COWICHAN LAKE, B.C — Amanda Richter will always remember that day she noticed a face you can’t forget.
“It was like a Picasso painting,” Amanda recalls of the unique dog she saw while scrolling through social media. “Everything is out of place, one eye’s big, one’s little, his nose is twisted.”
She contacted the animal shelter that posted the picture right away, and after meeting Brodie fell in love even faster.
“It was his cuteness and feeling sorry for him,” Amanda says. “It was just this massive amount of emotions.”
Staff at the shelter told Amanda that the dog’s deformity was caused by his mom, who bit him when he was two weeks old, leaving Brodie’s jaw partially shut and one eye blind.
“But he has a zest for life,” Amanda smiles. “He loves everybody and he’s just happy-go-lucky all the time.”
After Amanda adopted the dog hours after meeting him, other people who’d seen the pup’s picture asked the shelter for updates. So Amanda started posting pictures of Brodie online.
“It‘s just him being a goofball,” Amanda laughs. “Just being himself.”
Just being Brodie has inspired almost two million people to follow him on his various social media accounts, countless others to create all sorts of art inspired by him, and at least one person to get a tattoo of the canine on their calf.
“I can’t believe he’s blowing up,” said Amanda, who assumed only local people would be interested in the dog. “He has a cult following almost. It’s insane.”
Even more unimaginable was Amber being told about a similar looking dog at a shelter in Texas, adopting the pup named Raven, and enlisting a team of volunteers to transport her to B.C.
“They’re the best of friends now, like ying and yang,” Amber says. “They love each other so much.

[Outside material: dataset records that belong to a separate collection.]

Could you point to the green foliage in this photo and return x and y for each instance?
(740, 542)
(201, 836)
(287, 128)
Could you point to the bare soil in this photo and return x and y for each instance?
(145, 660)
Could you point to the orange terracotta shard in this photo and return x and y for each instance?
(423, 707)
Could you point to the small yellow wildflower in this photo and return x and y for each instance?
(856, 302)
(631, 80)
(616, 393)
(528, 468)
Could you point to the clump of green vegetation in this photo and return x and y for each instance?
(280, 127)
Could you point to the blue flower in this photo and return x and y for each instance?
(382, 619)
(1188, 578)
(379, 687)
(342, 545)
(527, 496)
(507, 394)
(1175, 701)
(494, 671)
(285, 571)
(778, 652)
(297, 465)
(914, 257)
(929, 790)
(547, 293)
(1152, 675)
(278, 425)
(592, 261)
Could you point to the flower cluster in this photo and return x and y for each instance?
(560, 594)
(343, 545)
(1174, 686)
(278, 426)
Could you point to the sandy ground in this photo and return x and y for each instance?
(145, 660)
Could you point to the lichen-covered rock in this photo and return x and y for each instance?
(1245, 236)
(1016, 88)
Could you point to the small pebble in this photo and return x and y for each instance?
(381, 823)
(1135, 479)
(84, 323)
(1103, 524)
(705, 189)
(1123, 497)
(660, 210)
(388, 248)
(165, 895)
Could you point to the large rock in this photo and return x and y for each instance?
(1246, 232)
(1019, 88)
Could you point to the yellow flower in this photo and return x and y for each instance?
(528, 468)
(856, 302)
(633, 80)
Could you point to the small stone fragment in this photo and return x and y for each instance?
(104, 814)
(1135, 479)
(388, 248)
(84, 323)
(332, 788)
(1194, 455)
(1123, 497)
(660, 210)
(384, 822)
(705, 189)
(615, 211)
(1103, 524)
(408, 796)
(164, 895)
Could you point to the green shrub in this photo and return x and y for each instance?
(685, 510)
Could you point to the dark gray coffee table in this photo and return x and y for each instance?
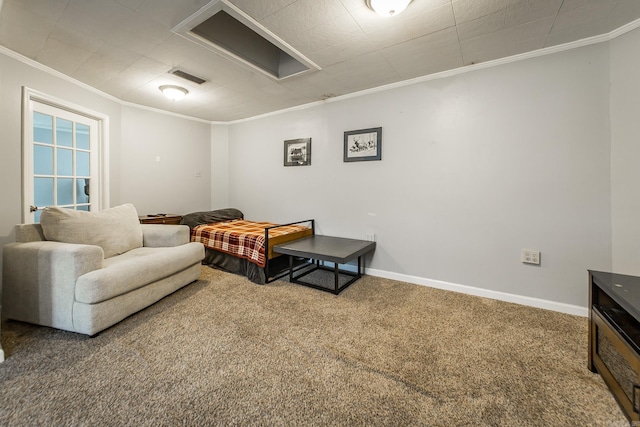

It’s pretty cute.”
While Brodie and Raven have since been profiled in print around the world, from the U.K.’s Sun, to D.C.’s Washington Post —plus an appearance in People Magazine — Amanda says she’s not sharing pictures of her pups to generate publicity, her goal is to inspire empathy.
“It’s saved my faith in humanity,” Amanda says. “It’s very nice to know that there are so many people who can look past differences and love and animal who might not be perfect.”